第二章は、手続きの核心で、書類作りのステップをわかりやすくガイドします。まず「うちの猫ノート」の作成を推奨。これは猫の性格、医療歴、好物、日常習慣をまとめたノートで、緊急時に託す人に渡せばスムーズな引き継ぎが可能になります。テンプレートが付録としてあり、書き込み式で実用的です。次に自身の「エンディングノート」を作り、資産や希望を整理。猫のための遺言書の書き方を、行政書士監修のもとでステップバイステップで説明します。遺言書を書かないリスクとして、猫が相続人なしで保護施設行きになる可能性を指摘。「負担付遺贈」という方法を紹介し、お金を条件に猫の世話を託す遺言のサンプルを提供します。

さらに、より強力なツールとして「ペット信託」を詳述。信託は、猫の世話とお金の管理を信託会社や専門家に委託する仕組みで、飼い主の死後や要介護時にも継続的に機能します。契約書の作り方、必要書類、費用、信託の種類(金銭信託や不動産信託)を解説。遺言書との併用を勧め、飼い主が先に猫を看取った場合の残金処理も説明します。この章は、法律の専門用語を避け、図解や例を交えて初心者でも理解しやすく、読者が「これなら自分でもできる」と感じる内容です。

第三章は、命のバトンタッチの実践編で、飼い主が倒れた場合の即時対応に焦点を当てます。見守りシステムの構築を勧め、自宅での孤立を防ぐ方法を多角的に提案。自治体の見守り制度(例: 高齢者見守りネットワーク)の利用、地域の民生委員とのつながり、緊急連絡カードの作成と携帯、スマホアプリ(位置情報共有や緊急通報機能)の活用を詳述します。玄関鍵の共有として、鍵ボックスや信頼できる近隣住民への預け方をアドバイス。愛猫を託す人には定期的に猫に会いに来てもらい、信頼関係を築くことを促します。

託す人が遠方の場合の対応として、一時的な保護先の確保や輸送方法を説明。新居への移動時の猫の捕まえ方として、キャリーバッグの慣らしやストレス軽減のTipsを提供します。より確実な方法として、弁護士や行政書士との「見守り契約」を紹介。これは定期訪問や緊急時の対応を契約化するもので、費用対効果が高いと評価します。

コラムでは、動物環境・福祉協会Eva理事長の杉本彩さんのインタビューを収録。高齢者とペットの問題を深掘りし、保護活動の実態や政策提言を共有。実際の事例として、ペット信託で保護猫カフェに来た「あずきちゃん」の物語や、飼い主入院で預かった「ヤマトくん」のエピソードを紹介。これらは読者の感情を揺さぶり、準備の必要性を実感させます。また、愛護団体の支援事例を挙げ、高齢者の孤立防止と猫の福祉向上の取り組みを解説。

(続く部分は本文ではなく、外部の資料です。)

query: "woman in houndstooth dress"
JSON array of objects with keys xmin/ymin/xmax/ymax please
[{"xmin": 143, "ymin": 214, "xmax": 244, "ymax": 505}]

全体を通じて、本書は「今から準備しよう」という行動喚起を繰り返します。難解な法律話も平易にまとめられ、イラストが視覚的にサポート。読後、読者は具体的なアクションプランを立てられるでしょう。おすすめは、一人暮らしの高齢者、多頭飼いの方で、猫を絶対に困らせたくないすべての人。猫の一生を責任を持って守る「しくみ」を構築するための必読書です。